With that in mind, think of what makes you, you, what you like to do, what you do not like to do, people you meet in an ordinary day, etc. I have jotted down a few ideas also to get you stared. Happy Scrapping!
Walk outside your door with your camera and take a picture. Maybe of the walkway, or your mailbox, how about the street that runs in front of your house, or even your neighbor or their house, which you have lived next to for ten years but other than an occasional wave, you do not know because they are a homebody. Create a layout of what it is that you first notice each day when you go out. Journal with the pictures that you capture where you go each morning, to a job, to bring your kids to school, just to open the door and pick up the paper and close it again because you work from home.(That last one would be me!) When you consider just how much this simple part of the day helps define who we are, it can be quite surprising.
If you or someone in your family eats the same thing every single day, such as a bowl of oatmeal or a half a bagel, with no variation, scrap it. Take a photo of the person and food and either create some typical journaling, or maybe do a question and answer with them, much the same, as you would find in an interview.
If you go to a gym each week, or belong to an exercise group, create a layout about why you joined and what you have accomplished so far, and what you hope to accomplish in the future.
If you are a gardener, scrap your garden in both the highlight of the season and the off-season. A garden is often a very personal reflection of the gardener, so combining the two into a scrapbook layout only makes sense.
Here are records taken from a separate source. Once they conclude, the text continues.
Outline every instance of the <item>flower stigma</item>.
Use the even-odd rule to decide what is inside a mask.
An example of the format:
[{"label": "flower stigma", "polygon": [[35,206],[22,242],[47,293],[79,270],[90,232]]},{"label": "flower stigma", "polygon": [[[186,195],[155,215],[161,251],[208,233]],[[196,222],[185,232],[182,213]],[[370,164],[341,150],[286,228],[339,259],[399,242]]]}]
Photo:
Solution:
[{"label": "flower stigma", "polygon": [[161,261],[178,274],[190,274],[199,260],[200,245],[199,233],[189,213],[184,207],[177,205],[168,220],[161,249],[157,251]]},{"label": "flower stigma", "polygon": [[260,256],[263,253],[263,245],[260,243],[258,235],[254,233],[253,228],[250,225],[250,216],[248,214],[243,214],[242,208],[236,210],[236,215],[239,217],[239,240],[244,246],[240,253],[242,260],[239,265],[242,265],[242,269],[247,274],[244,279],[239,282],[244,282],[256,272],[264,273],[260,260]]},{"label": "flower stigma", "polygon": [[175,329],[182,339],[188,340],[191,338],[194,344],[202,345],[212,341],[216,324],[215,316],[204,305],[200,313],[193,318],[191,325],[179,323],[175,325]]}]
Piles of laundry to be washed or folded, dishes to be washed, a lawn desperately in need of mowing, what is your least favorite household task to do? Catalogue it for posterity through an eye opening scrapbook layout.
Our elderly relatives have a lot to say about who we are, in the same way that someday our kids will be a reflection of us. If you would love to create a scrapbook about an elderly relative, but do not have many, if any, photographs, take some of items that in some way bring forth memories of that relative. My youngest son recalls his great grandmother as his Cookie Grandma, for the fact that when he was little, she always had a cookie for him when he came to visit. While we do have photos of her, I created a scrapbook layout for his book that I have been working on, focused around a photograph of a plate of cookies. The plate is the same one she always had on her counter, the same one she often used to stack cookies on fresh from the oven for company.
Life is what makes each scrapbook the very personal entity that each one becomes when completed. Capturing some of the most basic pieces of it is only fitting. Scrapbook something that makes each day a slice of life and you will never run out of ideas to scrap.